Previous studies have demonstrated that iatrogenic Aβ transmission occurs in patients who received c-hGH treatment. No clinical documents are available that show iatrogenic disease occurs due to Aβ transmission in c-hGH recipients.

About the study

Brain biopsy and postmortem brain tissue samples were collected following standard neurosurgical protocols. The study cohort included individuals with all forms of prion diseases, such as sporadic, inherited, iatrogenic, or variant forms.

It also included individuals who were at a higher risk of developing CJD and those who were treated with c-hGH. Next-generation sequencing (NGS) was performed in all test samples to evaluate the genetic aspect of CJD manifestations, particularly in those who received c-hGH treatment.

Study findings

The majority of studies have revealed that AD is primarily a sporadic condition that occurs in late adult life. However, some studies have indicated its genetic nature by showing that  APP, PSEN1, and PSEN2 gene mutations are linked with AD manifestations.

Taken together, the results suggest that AD is associated with a triad of etiologies, namely, sporadic, inherited, and rare acquired forms, that are related to conventional prion diseases.

Participants who developed symptoms underwent repeated exposure to contaminated c-hGH, over many years. However, the treatment was discontinued many years ago.

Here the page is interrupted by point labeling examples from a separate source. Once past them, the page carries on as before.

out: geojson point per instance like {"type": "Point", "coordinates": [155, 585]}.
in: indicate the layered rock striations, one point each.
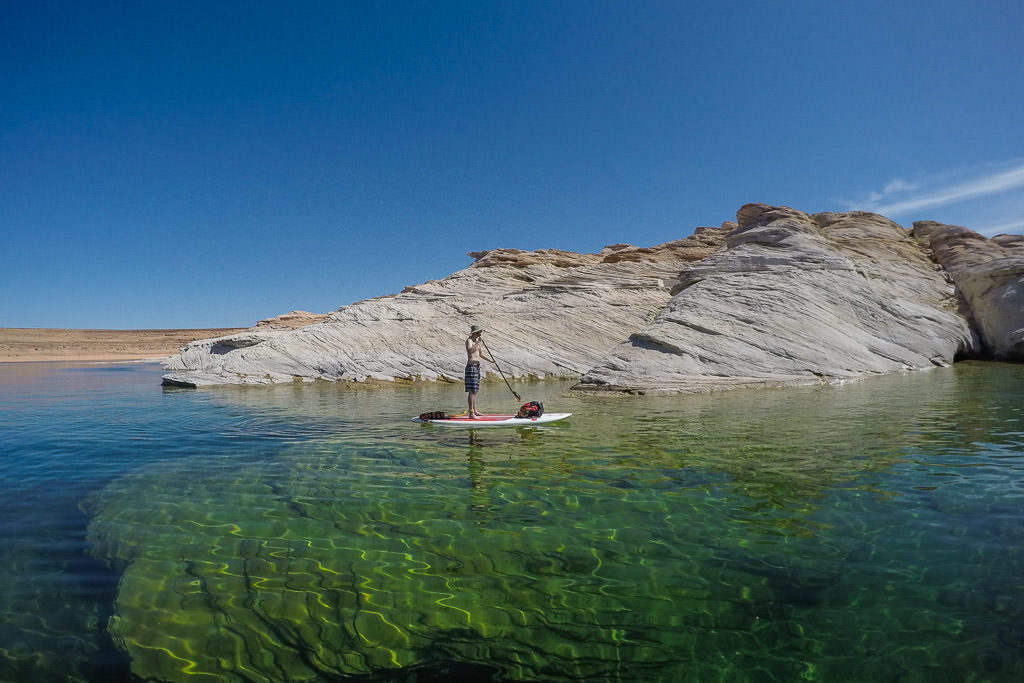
{"type": "Point", "coordinates": [795, 299]}
{"type": "Point", "coordinates": [989, 275]}
{"type": "Point", "coordinates": [548, 313]}
{"type": "Point", "coordinates": [777, 298]}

The transmissible nature of AD disease in certain circumstances has been documented. Experimental findings indicated the iatrogenic forms of Alzheimer’s disease phenotypically differ from sporadic and inherited forms. 

Previous studies have demonstrated the association between the transmission of Aβ pathology and the manifestation of iatrogenic cerebral amyloid angiopathy (CAA).

Participants with a history of iatrogenic CAA had died due to iatrogenic CJD, and these patients were exposed to c-hGH contaminated with Aβ seeds/tau and CJD prions.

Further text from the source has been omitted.